Still, I thought, not so great as Lucienne’s death. Forgive me, but my grief is as fresh, if I may so, as a vegetable. I said vegetable. I really shouldn’t have. That’s the word I often use to evoke her, so calm, so—how shall I put it—so superbly lumpish. But let us stifle our grief. And let us return to that dinner party with which I opened my lecture. We may conclude, from our thorough investigation, that while it is generally admitted that speech is the achievement of all mankind,
conversation is a specialty that is eminently French.
~
That is our first and most heartening axiom. A specialty, I emphasize this, that is not exportable. Because it is not merchandise. It is even quite the opposite. I shall come back to this essential point. At the proper time. With the methodical turn of mind that is my wont.
We French, I was saying, are champions at conversation. This distinguishing trait, long elevated to the status of a national virtue, made the reputation of France and secured its reign.
Well, that art at which we excel is today in peril. I am sounding the alarm in hopes of alerting the highest authorities. Mediocrity, ladies and gentlemen, is going international. The fear of offending prevails more and more over the taste for talking. A generous spirit is discredited, if not condemned outright. It is taken for weakness of intellect. From one end to the planet to the other, conversations are all the same. Their poverty of ideas is now in fashion. And their insipidness is sickening.
Conversation is going downhill.
~
That will be our second and most distressing axiom. We live, increasingly, without talking to one another. Is no life, then, worth the telling? We live without talking to one another and soon we will live without living, which gives me the shivers.

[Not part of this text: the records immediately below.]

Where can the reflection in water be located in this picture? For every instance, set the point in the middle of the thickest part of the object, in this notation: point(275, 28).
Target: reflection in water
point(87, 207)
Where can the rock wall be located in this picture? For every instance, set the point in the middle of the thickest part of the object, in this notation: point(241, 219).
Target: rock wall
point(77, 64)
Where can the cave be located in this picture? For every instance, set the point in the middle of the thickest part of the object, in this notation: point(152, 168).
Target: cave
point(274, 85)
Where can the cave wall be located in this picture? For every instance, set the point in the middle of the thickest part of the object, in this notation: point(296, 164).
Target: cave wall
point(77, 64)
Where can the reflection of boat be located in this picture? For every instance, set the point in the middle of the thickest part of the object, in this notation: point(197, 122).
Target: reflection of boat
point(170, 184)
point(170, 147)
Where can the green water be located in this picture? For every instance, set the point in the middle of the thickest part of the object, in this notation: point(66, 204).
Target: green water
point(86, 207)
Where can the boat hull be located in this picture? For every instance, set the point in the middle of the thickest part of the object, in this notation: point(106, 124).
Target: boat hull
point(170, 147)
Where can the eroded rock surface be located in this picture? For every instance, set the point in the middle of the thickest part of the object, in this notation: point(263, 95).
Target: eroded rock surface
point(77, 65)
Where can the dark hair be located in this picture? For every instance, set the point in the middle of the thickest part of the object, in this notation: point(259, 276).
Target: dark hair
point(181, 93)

Conversation is going downhill and the country with it, they go hand in hand. And it is greatly to be feared, if nothing is done, that they will both wind up in the garbage. The vultures will finish the job. You can count them.
So here, dear ladies and gentlemen of Cinteagbelle, is my rescue plan, conceived in the utmost urgency and which I unhesitatingly declare to be of national utility, since by proposing to restore the luster of speech in the eyes of a world that has forgotten how to speak, it aims at nothing less than the civic renewal of our country and the polishing of its image so that, I’m catching my breath, so that, strong in its recovered prestige, the France of tomorrow may assure throughout the world the civilizing mission that has fallen to her from time immemorial. Might I ask you, children, to please stop snickering. And to stop moving your chairs around. It’s irritating.
The subtle art of conversation, however—to which, I venture to say, I have devoted my genius—offers, aside from that patriotic virtue I have just mentioned, other advantages no less excellent albeit less directly civil. And which to my astonishment have not yet been the object of any detailed study.
The first of these advantages is that conversation is very useful seducing women.
The second is that it’s even handier for succeeding in society.
The third and most surprising is that in bringing joy to mankind, it contributes appreciably to reducing the deficit of the National Health Service. A subject of satisfaction for our government.